Date

[Warning: contains fictional depictions of supernatural violence]

Another day, another deadline. You'd think that a world-spanning company would have figured out a way to its employees get out the door before midnight. As it is, I've barely made it for the last tube.

It's oddly quiet. Normally at Holborn there'd be at least a couple of people waiting on the platform, but tonight there's no one. The next train isn't for another six minutes, so I sit down on the bench and pull out my book, a second-hand anthology of Marlowe's plays.

I'm flicking through, trying to figure out which characters are supposed to be on stage in this scene, when I get this stabbing pain in my right thumb, like someone pushed a needle through my skin right through to the bone. Blood has smeared on the page of the book, and when I turn my hand around, a tiny sphere has formed on my thumb tip. It's bigger than it ought to be. I wrap my t-shirt around it, compressing the wound. It hurts like a bruise that's been focused to a single point.

Apart from the blood, the page looks fine. No spikes, needles or dangerous insects, just Henry lamenting his poor Gaveston, again. The train is still six minutes away. My thumb still aches, and I'm not really sure what I'm supposed to do, so I just sit there and wait for my train.

After another minute, I feel a needle in my left thumb. It's different from the right, slower, more malicious. My whole body tenses with the pain, and I bite my lip to stop myself whimpering. It's driving all the way through to the bone, each millimetre a new lesson in hurt. What is this? Some sort of voodoo? I haven't made any enemies recently, I don't think, and I simply don't know anyone who's this cruel. When it reaches the bone, it scrapes around a little and then rests. The board still says six minutes. Why won't the damn train show up?

I clumsily shove my book back into my bag using the heels of my palms, and ball my thumbs in my fists wrapped around the bottom of my t-shirt. The bleeding's not that bad, but the pain is driving me to distraction. I want to cry.
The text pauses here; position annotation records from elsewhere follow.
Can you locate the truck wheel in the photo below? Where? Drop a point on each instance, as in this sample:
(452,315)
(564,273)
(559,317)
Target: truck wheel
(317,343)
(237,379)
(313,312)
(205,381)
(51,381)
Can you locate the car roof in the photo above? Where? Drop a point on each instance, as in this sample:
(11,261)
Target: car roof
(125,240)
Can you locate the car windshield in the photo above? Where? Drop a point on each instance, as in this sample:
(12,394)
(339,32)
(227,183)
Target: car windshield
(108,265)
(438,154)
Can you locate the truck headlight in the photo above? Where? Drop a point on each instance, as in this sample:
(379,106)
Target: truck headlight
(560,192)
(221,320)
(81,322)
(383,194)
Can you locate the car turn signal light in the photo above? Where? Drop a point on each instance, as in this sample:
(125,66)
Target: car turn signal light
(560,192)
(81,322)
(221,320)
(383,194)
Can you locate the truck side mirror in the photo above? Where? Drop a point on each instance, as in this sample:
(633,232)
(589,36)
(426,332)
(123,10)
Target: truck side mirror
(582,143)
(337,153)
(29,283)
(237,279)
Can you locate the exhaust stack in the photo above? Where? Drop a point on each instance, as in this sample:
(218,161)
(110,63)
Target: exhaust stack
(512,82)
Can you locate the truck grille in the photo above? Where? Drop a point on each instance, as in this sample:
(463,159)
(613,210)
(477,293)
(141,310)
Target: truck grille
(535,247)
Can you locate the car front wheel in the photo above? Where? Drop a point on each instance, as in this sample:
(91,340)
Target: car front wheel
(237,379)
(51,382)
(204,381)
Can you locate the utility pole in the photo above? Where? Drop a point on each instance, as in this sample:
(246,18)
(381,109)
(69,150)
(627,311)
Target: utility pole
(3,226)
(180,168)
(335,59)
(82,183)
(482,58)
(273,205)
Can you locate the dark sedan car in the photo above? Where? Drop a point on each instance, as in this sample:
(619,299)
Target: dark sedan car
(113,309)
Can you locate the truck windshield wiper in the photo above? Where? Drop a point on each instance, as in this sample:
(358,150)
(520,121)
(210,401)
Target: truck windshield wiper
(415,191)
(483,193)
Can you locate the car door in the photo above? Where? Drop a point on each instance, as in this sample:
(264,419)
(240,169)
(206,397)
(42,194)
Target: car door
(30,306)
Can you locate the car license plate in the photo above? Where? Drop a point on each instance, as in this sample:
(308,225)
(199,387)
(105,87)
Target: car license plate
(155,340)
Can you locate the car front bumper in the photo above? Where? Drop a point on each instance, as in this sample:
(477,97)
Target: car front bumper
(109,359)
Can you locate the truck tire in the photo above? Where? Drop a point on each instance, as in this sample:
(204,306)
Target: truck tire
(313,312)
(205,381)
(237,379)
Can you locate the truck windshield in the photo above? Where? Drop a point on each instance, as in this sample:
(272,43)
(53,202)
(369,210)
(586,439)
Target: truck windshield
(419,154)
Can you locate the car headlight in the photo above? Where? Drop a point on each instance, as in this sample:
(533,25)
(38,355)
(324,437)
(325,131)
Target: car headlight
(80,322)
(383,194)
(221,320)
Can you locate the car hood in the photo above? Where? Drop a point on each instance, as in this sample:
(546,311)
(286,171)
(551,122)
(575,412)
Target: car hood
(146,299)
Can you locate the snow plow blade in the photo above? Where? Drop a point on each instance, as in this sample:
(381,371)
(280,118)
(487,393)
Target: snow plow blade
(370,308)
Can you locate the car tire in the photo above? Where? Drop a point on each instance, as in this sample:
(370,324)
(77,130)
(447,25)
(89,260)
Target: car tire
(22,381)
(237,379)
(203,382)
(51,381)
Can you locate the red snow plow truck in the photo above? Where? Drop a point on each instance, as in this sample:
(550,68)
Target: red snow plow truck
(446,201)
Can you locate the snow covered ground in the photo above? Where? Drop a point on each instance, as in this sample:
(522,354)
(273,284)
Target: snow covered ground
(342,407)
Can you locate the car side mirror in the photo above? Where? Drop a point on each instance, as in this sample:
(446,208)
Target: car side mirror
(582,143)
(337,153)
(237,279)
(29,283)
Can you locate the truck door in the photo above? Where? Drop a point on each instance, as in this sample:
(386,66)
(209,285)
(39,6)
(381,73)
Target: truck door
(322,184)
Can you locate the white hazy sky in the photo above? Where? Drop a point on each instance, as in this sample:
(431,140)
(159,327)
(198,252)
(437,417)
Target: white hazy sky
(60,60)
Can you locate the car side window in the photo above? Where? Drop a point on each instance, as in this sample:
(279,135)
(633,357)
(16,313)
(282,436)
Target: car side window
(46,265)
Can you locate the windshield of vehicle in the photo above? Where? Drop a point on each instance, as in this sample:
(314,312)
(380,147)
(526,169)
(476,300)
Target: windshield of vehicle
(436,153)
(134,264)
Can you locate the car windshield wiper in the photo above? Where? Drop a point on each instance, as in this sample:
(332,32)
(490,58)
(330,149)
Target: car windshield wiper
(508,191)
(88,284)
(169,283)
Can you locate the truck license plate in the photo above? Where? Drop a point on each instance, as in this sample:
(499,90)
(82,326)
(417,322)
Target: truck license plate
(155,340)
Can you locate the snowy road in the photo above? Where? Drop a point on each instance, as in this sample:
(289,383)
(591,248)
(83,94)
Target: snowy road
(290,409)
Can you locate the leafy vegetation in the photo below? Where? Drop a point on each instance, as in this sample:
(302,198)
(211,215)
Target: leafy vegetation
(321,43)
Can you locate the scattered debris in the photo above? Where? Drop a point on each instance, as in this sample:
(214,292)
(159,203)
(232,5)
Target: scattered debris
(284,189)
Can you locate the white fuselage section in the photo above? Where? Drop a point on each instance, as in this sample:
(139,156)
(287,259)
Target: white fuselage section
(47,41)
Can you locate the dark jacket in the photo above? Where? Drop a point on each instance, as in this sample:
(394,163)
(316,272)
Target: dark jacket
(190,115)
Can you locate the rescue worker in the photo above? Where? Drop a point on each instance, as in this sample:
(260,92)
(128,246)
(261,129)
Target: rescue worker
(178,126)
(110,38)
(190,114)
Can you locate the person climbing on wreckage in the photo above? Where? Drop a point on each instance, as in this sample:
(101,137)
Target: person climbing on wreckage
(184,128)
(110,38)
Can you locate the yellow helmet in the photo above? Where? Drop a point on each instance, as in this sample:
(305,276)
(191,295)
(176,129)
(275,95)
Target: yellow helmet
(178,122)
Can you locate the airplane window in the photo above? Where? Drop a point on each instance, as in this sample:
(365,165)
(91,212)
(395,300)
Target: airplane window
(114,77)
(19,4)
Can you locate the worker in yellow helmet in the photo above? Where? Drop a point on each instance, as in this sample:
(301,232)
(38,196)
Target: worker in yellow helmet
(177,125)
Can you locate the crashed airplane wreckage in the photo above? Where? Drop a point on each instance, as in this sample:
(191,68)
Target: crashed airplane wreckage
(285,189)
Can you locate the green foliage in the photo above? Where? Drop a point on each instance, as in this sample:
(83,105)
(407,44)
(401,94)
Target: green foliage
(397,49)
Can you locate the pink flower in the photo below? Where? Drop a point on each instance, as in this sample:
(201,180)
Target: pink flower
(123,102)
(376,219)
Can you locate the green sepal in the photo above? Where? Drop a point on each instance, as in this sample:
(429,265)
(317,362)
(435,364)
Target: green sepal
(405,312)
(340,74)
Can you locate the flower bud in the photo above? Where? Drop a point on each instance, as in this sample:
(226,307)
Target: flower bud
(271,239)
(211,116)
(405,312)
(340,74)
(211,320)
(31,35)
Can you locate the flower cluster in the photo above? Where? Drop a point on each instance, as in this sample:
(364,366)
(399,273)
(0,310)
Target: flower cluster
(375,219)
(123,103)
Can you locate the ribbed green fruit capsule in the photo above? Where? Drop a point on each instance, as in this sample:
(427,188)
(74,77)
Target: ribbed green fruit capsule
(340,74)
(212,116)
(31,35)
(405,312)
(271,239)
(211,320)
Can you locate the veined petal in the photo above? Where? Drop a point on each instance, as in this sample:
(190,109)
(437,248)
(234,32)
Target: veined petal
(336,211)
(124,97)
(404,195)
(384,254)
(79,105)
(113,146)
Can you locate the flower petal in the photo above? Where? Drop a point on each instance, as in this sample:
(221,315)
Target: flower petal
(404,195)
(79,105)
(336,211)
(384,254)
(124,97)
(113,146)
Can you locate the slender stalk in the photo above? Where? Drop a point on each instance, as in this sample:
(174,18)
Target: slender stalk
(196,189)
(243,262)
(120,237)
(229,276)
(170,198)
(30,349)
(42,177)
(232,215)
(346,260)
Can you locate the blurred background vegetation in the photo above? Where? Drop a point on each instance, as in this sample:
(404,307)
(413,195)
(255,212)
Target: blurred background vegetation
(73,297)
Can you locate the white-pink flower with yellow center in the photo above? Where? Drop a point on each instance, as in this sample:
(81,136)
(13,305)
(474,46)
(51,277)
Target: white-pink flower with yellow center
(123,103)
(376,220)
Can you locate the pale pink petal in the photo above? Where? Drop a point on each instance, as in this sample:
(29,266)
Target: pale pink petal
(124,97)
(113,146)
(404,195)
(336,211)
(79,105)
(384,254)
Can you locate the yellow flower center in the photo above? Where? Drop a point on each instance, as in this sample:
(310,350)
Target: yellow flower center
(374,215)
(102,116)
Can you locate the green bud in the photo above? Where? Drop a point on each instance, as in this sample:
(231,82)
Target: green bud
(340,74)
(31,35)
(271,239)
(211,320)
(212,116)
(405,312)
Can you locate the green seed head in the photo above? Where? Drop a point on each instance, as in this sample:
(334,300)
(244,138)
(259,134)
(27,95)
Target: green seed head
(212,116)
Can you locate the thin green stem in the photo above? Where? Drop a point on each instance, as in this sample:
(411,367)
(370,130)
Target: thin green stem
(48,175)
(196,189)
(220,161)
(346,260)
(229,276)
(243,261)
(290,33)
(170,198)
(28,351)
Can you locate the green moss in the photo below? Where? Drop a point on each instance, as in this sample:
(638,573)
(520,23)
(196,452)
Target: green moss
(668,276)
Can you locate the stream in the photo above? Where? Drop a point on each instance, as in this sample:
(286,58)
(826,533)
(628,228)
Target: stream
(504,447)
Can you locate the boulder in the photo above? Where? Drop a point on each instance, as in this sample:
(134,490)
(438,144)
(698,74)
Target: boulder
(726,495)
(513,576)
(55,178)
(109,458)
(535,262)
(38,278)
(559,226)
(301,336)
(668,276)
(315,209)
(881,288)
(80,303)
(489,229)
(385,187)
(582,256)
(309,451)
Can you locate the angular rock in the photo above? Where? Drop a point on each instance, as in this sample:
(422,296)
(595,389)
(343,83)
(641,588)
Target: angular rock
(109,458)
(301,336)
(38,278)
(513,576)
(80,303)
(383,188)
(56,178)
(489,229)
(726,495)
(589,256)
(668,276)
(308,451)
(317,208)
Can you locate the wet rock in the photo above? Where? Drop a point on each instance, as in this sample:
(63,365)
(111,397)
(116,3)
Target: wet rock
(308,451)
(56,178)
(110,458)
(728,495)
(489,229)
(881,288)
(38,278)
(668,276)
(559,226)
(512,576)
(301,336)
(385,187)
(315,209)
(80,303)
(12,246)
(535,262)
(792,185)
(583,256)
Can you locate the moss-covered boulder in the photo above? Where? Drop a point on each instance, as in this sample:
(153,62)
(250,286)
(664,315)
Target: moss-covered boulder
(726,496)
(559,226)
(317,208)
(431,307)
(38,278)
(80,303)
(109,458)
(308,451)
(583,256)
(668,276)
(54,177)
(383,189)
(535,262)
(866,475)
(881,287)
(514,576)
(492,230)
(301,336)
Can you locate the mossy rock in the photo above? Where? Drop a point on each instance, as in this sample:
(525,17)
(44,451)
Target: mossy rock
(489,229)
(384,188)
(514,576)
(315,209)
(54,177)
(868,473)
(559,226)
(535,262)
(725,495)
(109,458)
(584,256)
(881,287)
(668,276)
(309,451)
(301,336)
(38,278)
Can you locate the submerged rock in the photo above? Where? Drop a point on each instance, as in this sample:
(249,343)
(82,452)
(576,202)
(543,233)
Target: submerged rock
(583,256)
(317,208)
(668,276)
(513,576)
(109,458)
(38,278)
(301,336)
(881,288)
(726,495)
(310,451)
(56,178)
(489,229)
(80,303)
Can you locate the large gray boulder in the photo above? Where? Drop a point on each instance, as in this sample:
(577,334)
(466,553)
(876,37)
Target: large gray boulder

Then I hear it. Not the train, but a set of slow, steady footsteps. Hard leather shoes rapping against a concrete floor. They should be coming down the stairs, but they sound as if they are approaching from a corridor. They are coming closer, not hurried at all. I'm know I'm tired and sore and confused, but I can't help but think that whoever is walking knows I'm here, and that they are coming for me.

I stand up, my hands still buried in my t-shirt, and watch the platform entrance. The footsteps are coming from there, and that's the only way out. It is almost here.

A figure steps out, elegantly dressed, and walking calmly toward me. I don't recognize the face, but when I look into its eyes, I see something horribly, terrifyingly familiar. It smiles at me, and as it opens its mouth -- to speak? -- the last train hurtles into the station, making a noise like the end of the world.